“Forthwith the six guns which, unknown to anyone on the right bank, had been hidden behind the outskirts of that village, fired simultaneously. The sudden near concussion, the last close upon the first, made my heart jump. The monster was already raising the case generating the Heat-Ray as the first shell burst six yards above the hood. … Simultaneously two other shells burst in the air near the body as the hood twisted round in time to receive, but not in time to dodge, the fourth shell. The shell burst clean in the face of the Thing. The hood bulged, flashed, was whirled off in a dozen tattered fragments of red flesh and glittering metal.
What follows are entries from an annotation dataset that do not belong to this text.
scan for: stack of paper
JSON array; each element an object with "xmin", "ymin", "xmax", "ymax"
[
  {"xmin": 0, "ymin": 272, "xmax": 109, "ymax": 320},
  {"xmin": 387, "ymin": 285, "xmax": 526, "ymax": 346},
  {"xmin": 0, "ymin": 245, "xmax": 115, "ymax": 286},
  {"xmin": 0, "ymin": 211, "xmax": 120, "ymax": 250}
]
“Hit!” shouted I, with something between a scream and a cheer.”
Of all our vaunted technology, only the efforts of the modern artillery seemed to give the invaders any pause. Even our mighty Navy, though effective, found itself helpless at sea while the marauders burned and poisoned their way through the countryside.
Even so, a battery of six guns was no match for more than two of the Martian Fighting Machines. We would always strike from surprise and the Martians, once alerted to our presence, would strike back with their terrifying heat ray and destroy the entire battery. We found we were outclassed in several areas. The Martian heat ray was deadly accurate, quick to re-orient and could fire multiple bursts of deadly invisible phlogiston in quick succession. In comparison, our artillery, field guns and cannon, was slow to reload, sluggish in movement and, perhaps worst of all, woefully inaccurate.
“The Heat-Ray is certainly capable of dealing death – melting lead, softening iron, incinerating wood and cloth and searing flesh to ashes. When used, it handles as a man might handle a searchlight – playing over it’s targets for a split second before moving on, ever in search of victims to blacken and twist.
It is limited in several ways and as a result we must play to our strengths and be well aware of the limitations of the enemy. The Heat-Ray is quick, deadly and implacable. But it is also limited in range and can only fire within the line of sight of the Martian in the hood of the fighting machine. With camouflage, surprise and God’s help, we will be able to take on perhaps as many as four Fighting Machines at once with a minimum of casualties.
Our field guns have a much greater operational range and we estimate the artillery teams can fire as many as three times before the Fighting Machines come within operational range. We can also operate from the safety of an indirect fire location – behind a hill for instance. This gives us additional protection and opportunities to lay down fire upon the enemy.
With this tactic, we can effectively resist the invaders.”
This tactic, of course, was soon abandoned as quickly as the artillerymen abandoned their guns at the sound of the terrible howl of the Fighting Machines. England, and indeed the rest of the world, belonged to the Martians.